Ivory Coast seeks witch doctors' support for loss-cursed soccer team

ABIDJAN, Ivory Coast (AP) - Trying to take the curse off its slumping soccer team, Ivory Coast is turning to witch doctors.

Presenting sorcerers last week with the traditional bottle of alcohol and a cash offering, Defence Minister Moisa Lida Kouassi appealed for "their continued help to the republic, and, in particular, the Sports Ministry."

Ivory Coast's Elephants haven't won an African Nations Cup since 1992, their first such cup triumph.

That year, the Elephants won in a dramatic penalty shootout over Ghana in the finals in Dakar, Senegal.
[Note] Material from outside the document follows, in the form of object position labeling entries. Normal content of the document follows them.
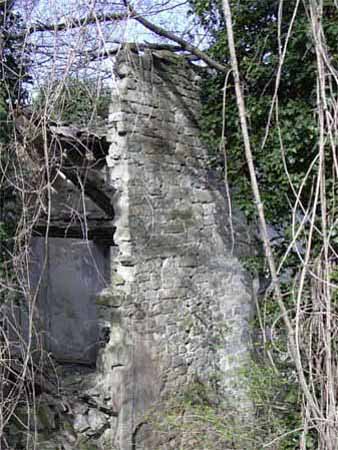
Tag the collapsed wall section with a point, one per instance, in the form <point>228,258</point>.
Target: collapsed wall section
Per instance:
<point>180,302</point>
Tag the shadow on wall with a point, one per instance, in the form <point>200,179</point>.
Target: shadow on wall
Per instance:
<point>73,272</point>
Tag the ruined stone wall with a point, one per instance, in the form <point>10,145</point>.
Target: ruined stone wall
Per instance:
<point>180,302</point>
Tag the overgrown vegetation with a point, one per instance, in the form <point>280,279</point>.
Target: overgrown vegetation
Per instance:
<point>288,57</point>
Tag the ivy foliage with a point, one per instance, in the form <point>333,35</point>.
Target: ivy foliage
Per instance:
<point>13,74</point>
<point>290,141</point>
<point>81,102</point>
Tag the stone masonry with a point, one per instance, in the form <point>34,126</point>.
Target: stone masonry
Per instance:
<point>179,303</point>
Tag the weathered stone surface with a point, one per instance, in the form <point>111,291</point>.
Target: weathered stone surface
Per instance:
<point>178,305</point>
<point>174,251</point>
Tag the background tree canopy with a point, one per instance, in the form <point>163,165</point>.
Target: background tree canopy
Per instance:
<point>288,56</point>
<point>284,154</point>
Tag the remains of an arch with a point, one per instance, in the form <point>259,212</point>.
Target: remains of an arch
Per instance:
<point>178,304</point>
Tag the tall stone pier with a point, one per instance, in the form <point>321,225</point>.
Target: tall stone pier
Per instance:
<point>179,304</point>
<point>169,304</point>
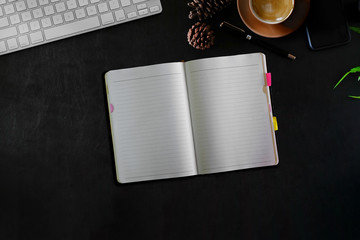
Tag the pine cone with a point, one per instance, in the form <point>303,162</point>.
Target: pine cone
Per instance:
<point>204,9</point>
<point>200,36</point>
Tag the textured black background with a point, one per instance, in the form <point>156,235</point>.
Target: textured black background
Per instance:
<point>57,175</point>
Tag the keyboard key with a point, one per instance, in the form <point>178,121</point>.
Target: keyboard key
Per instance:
<point>12,43</point>
<point>14,19</point>
<point>119,15</point>
<point>35,25</point>
<point>125,3</point>
<point>8,9</point>
<point>20,6</point>
<point>43,2</point>
<point>31,3</point>
<point>154,9</point>
<point>2,46</point>
<point>141,6</point>
<point>60,7</point>
<point>26,16</point>
<point>71,4</point>
<point>8,32</point>
<point>4,22</point>
<point>49,10</point>
<point>57,19</point>
<point>69,16</point>
<point>24,40</point>
<point>107,18</point>
<point>72,28</point>
<point>23,28</point>
<point>83,2</point>
<point>46,22</point>
<point>37,13</point>
<point>80,13</point>
<point>91,10</point>
<point>36,37</point>
<point>102,8</point>
<point>143,12</point>
<point>131,15</point>
<point>114,4</point>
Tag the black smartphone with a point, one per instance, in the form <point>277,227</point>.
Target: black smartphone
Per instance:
<point>327,25</point>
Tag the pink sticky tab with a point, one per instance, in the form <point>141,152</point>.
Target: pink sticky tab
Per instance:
<point>268,79</point>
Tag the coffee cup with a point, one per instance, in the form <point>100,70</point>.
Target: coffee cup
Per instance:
<point>271,11</point>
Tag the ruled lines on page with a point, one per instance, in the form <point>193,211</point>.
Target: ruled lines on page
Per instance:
<point>151,123</point>
<point>230,113</point>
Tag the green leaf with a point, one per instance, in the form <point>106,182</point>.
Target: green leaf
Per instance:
<point>355,29</point>
<point>353,70</point>
<point>341,79</point>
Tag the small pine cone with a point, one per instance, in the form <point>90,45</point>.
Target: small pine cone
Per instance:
<point>200,36</point>
<point>204,9</point>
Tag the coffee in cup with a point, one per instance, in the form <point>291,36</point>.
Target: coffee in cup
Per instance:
<point>271,11</point>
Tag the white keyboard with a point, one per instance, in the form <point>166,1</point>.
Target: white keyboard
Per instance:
<point>27,23</point>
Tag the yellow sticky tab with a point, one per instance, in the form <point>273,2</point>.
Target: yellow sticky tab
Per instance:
<point>275,124</point>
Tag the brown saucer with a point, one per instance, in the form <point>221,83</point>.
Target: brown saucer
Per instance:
<point>296,19</point>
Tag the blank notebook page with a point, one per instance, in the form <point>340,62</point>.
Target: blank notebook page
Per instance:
<point>151,123</point>
<point>230,113</point>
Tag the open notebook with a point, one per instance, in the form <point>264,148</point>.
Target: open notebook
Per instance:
<point>181,119</point>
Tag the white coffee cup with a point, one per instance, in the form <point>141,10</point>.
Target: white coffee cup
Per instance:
<point>271,11</point>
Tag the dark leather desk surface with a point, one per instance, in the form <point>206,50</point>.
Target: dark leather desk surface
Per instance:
<point>57,176</point>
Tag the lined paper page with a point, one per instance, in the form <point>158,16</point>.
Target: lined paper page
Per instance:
<point>230,113</point>
<point>151,124</point>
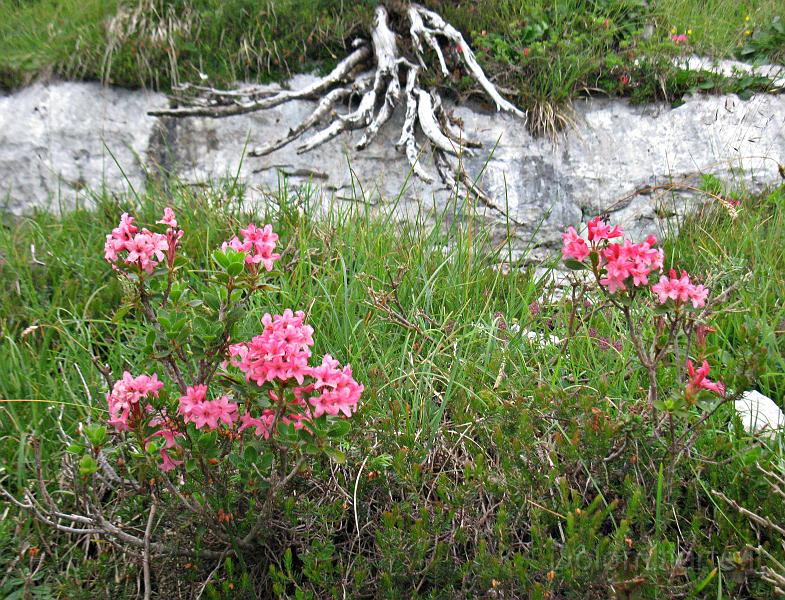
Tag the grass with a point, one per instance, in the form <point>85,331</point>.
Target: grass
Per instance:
<point>478,456</point>
<point>544,54</point>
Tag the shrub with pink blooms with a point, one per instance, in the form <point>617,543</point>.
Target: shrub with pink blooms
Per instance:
<point>211,426</point>
<point>630,278</point>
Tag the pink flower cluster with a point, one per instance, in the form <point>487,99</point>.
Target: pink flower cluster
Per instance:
<point>257,244</point>
<point>281,351</point>
<point>124,399</point>
<point>680,289</point>
<point>281,354</point>
<point>126,409</point>
<point>196,409</point>
<point>168,431</point>
<point>575,246</point>
<point>699,380</point>
<point>338,391</point>
<point>144,248</point>
<point>623,263</point>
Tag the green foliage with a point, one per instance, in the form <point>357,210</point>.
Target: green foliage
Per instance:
<point>543,53</point>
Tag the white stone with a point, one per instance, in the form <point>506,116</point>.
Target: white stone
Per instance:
<point>55,140</point>
<point>759,414</point>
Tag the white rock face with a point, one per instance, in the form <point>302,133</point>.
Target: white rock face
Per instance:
<point>54,139</point>
<point>759,414</point>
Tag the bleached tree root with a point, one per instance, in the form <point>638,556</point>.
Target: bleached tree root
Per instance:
<point>379,78</point>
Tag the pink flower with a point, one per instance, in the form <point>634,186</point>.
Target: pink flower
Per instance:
<point>144,248</point>
<point>339,392</point>
<point>598,230</point>
<point>223,410</point>
<point>168,218</point>
<point>257,244</point>
<point>194,397</point>
<point>168,463</point>
<point>627,261</point>
<point>195,409</point>
<point>124,399</point>
<point>280,353</point>
<point>679,289</point>
<point>698,380</point>
<point>262,425</point>
<point>574,246</point>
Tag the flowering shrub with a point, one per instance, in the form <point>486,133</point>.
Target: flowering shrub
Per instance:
<point>276,360</point>
<point>626,274</point>
<point>204,422</point>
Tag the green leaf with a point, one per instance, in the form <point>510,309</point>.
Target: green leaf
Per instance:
<point>96,434</point>
<point>221,258</point>
<point>339,429</point>
<point>574,265</point>
<point>87,465</point>
<point>235,268</point>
Popular belief has it that the government solicited off-field help that year from the sorcerers of Akradio, a village outside the commercial capital of Abidjan.
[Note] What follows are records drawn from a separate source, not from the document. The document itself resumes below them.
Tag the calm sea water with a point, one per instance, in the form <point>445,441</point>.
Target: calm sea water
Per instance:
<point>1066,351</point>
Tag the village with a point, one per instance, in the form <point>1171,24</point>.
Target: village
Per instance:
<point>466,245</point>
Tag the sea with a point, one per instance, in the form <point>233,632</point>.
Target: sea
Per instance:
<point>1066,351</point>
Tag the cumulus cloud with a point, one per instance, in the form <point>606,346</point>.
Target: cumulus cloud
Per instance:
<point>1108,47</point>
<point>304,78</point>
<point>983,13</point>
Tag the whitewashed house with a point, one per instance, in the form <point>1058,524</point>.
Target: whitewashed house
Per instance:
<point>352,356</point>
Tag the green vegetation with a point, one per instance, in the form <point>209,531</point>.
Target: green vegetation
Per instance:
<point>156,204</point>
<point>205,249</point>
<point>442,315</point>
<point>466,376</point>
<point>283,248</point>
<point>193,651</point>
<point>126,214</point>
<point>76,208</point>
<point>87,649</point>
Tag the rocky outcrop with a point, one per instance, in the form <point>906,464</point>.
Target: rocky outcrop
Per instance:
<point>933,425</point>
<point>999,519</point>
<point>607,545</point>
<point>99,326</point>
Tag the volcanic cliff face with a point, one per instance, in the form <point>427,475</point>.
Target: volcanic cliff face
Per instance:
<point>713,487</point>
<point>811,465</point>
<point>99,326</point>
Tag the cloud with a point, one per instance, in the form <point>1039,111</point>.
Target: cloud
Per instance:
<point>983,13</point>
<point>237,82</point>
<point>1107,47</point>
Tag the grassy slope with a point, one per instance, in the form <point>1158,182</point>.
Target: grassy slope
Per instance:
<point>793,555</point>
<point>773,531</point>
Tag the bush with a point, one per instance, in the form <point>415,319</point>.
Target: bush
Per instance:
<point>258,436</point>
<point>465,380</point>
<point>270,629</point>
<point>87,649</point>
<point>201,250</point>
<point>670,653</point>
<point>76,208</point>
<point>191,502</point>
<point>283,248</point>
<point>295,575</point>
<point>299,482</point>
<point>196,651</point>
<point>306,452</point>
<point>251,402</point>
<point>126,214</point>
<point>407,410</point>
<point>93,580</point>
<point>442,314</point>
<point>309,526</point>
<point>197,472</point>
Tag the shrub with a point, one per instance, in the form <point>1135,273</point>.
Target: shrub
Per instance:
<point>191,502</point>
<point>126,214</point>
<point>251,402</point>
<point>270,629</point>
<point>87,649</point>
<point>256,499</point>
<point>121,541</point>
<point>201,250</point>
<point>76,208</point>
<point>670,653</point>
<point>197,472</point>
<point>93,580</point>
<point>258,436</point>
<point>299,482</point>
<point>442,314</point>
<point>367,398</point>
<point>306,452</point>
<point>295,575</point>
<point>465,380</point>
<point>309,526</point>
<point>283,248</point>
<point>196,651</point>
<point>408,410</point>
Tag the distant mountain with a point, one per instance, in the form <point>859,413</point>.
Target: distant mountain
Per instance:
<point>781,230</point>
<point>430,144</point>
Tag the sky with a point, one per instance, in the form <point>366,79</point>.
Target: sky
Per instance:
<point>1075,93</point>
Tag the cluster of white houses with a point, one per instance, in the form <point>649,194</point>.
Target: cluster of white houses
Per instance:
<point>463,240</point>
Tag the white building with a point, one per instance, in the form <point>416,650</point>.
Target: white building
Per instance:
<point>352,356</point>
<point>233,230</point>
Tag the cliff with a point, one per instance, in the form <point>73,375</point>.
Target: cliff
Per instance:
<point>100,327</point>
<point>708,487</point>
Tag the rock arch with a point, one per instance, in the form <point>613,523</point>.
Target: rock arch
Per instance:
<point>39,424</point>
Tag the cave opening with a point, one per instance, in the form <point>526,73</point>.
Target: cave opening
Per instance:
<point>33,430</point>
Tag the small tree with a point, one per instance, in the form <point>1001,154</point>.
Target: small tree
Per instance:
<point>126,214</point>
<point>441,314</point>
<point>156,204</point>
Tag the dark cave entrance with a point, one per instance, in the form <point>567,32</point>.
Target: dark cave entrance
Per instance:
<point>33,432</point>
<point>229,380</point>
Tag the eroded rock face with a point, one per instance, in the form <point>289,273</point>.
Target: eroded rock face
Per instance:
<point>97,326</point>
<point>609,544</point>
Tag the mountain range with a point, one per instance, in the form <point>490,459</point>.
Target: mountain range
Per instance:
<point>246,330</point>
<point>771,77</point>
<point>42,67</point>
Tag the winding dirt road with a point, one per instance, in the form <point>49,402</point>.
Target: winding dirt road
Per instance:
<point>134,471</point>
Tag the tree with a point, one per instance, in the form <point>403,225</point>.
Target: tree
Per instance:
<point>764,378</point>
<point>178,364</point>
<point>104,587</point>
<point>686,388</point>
But the witch doctors were supposedly never paid for their assistance - and many believe they took it out on the soccer team.
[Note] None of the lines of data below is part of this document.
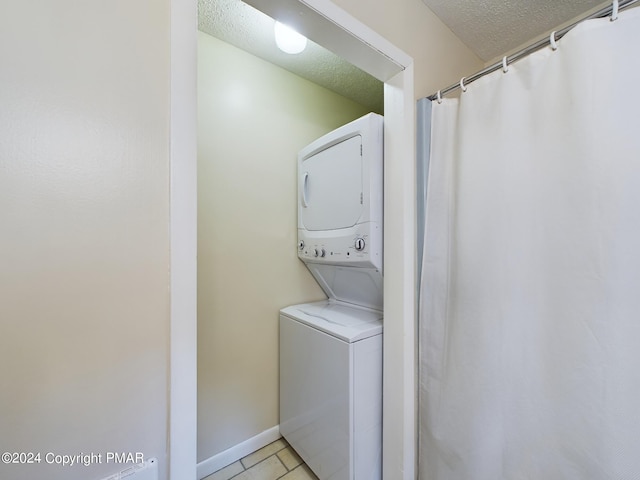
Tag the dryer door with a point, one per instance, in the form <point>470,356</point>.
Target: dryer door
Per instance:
<point>330,186</point>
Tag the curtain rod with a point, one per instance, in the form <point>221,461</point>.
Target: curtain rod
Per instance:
<point>604,12</point>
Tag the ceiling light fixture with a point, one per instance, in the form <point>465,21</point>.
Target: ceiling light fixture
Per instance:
<point>288,40</point>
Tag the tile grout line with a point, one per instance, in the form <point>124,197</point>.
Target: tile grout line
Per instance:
<point>274,454</point>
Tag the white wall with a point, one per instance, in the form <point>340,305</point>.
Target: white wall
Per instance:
<point>84,248</point>
<point>253,118</point>
<point>440,58</point>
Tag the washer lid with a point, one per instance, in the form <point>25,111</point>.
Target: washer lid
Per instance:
<point>349,323</point>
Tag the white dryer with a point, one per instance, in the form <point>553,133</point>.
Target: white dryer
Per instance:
<point>331,351</point>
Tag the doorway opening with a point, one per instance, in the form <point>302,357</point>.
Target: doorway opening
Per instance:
<point>330,26</point>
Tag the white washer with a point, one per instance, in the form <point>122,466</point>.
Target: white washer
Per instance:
<point>331,351</point>
<point>331,388</point>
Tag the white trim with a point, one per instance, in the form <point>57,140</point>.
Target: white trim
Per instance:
<point>182,434</point>
<point>235,453</point>
<point>399,367</point>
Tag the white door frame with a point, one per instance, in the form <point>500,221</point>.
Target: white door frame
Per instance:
<point>329,26</point>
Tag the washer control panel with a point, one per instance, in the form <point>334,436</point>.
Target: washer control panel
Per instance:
<point>358,248</point>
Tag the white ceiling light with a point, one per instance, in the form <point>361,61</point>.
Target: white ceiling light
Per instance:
<point>288,40</point>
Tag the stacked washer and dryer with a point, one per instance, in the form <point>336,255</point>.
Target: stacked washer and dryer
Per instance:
<point>331,351</point>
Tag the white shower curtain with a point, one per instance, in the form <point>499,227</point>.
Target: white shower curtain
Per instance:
<point>530,293</point>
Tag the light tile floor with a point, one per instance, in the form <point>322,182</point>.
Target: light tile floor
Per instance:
<point>276,461</point>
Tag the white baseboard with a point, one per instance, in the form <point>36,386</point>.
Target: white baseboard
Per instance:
<point>235,453</point>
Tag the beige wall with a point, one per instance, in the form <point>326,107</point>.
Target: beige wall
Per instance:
<point>84,250</point>
<point>440,58</point>
<point>253,118</point>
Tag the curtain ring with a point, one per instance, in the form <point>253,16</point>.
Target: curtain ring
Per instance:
<point>464,89</point>
<point>552,41</point>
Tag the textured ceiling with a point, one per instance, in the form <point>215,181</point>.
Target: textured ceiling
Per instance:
<point>245,27</point>
<point>493,28</point>
<point>490,28</point>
The Elephants have done dismally since - once, in 2000, being locked up and lectured in a military camp by the then-ruling junta after losing in the first round up that year's cup.

Again in 2002, the Elephants floundered in the cup's first round.

Kouassi, visiting Akradio to kick off a development project, alluded to the allegedly unpaid witch-doctor debt.

"In the name of the government . . . I ask pardon for the unkept promises after the 1992 African Nations Cup," he said, turning over the alcohol and $200.